Designing assays the are relevant to a disease
Defining assay endpoints that are similar to clinical endpoints. This is focused on using biomarkers or disease signatures that are matched to clinical samples.
These types of screens can be divided into 2 major steps: (1) simple primary assay to cover as much chemical matter as possible and (2) complex, physiologically-relevant models to hone in on interesting hits. After the model is established, a large library of molecules are screened to measure something like expression changes in a panel of proteins or cellular characteristics like proliferation. Secondary assays are used mainly to counter screen and filter out molecules that have general effects. This is the part where phenotypic screening has higher upfront costs versus target-based programs. Automation of high throughput screening helps here as well as filtering hits more accurately with transcriptomics, proteomics, unsupervised machine learning, high-content imaging, and other tools within the assays themselves. Hits are then grouped into mechanism classes to prioritize them with a focus on target deconvolution. Even though many approved drugs have been approved without a known target, this knowledge is incredibly important to de-risk a program. Excitedly, this information is much more accessible with the wide-array of tools: panels of known target classes are screened against, activity-based protein profiling is very useful along with compound-immobilized beads, photoaffinity labeling, and cellular thermal shift assays.

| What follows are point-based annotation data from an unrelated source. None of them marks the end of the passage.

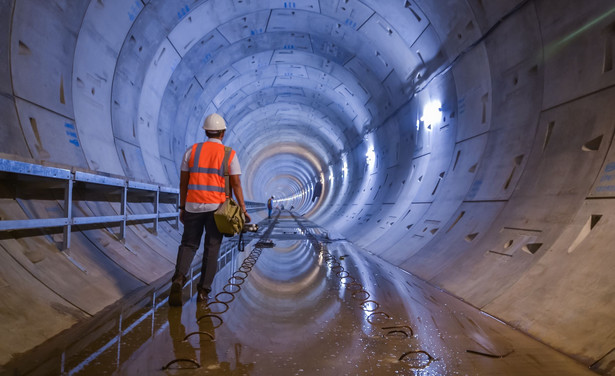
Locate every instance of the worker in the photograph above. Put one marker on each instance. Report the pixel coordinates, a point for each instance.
(201, 191)
(269, 206)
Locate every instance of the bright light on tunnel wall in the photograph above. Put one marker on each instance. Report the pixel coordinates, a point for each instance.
(432, 113)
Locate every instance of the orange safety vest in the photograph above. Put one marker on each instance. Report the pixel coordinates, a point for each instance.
(206, 184)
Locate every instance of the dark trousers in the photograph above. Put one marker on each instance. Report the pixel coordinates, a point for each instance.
(194, 224)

In drug development programs, the key focus is formulating and testing a hypothesis. In target-based discovery, the process tests a hypothesis (biological, clinical, commercial) by generating a hit for a given target then going to lead selection and optimization and finally into pre-clinical/clinical testing. Whereas, phenotypic screening generates a hit for a given phenotype then the trick is to find the target. The latter process can get tricky sometimes and can make lead selection a bit more difficult, and as a result, better frameworks are needed to make phenotypic screening as structured as target-based programs:
In vitro models that are relevant for more diseases. Patient-derived cell lines are a step forward here, but could lead to unexpected variance in assay conditions. Co-culturing is also another useful approach but could impact throughput.
With more complex assay designs, identifying important variables that influence reproducibility and disease relevance.
“Chain of translatability,” an idea from biopharma, to connect assay endpoints to a clinical outcome.
What other tools are needed to advance phenotypic screening?:
Increasing the screening throughput of more complex models like organ-on-a-chip and organoids.
Translational work to build models for diseases that have recent breakthroughs in their mechanisms-of-action (MoA) and hopefully genetic drivers especially in CNS. On a side note, phenotypic screening is likely going to make a very large impact on longevity drug development.
More accessible proteomic tools particularly for activity-based profiling during the target deconvolution step. This would speed up the process and lower the barrier to entry to use phenotypic screening because this step is the last and sometimes hardest.
Simply, more case studies and work to merge phenotypic and target-based screening. The idea would be to create a database enabling a phenotypic match from a virtual screen one day.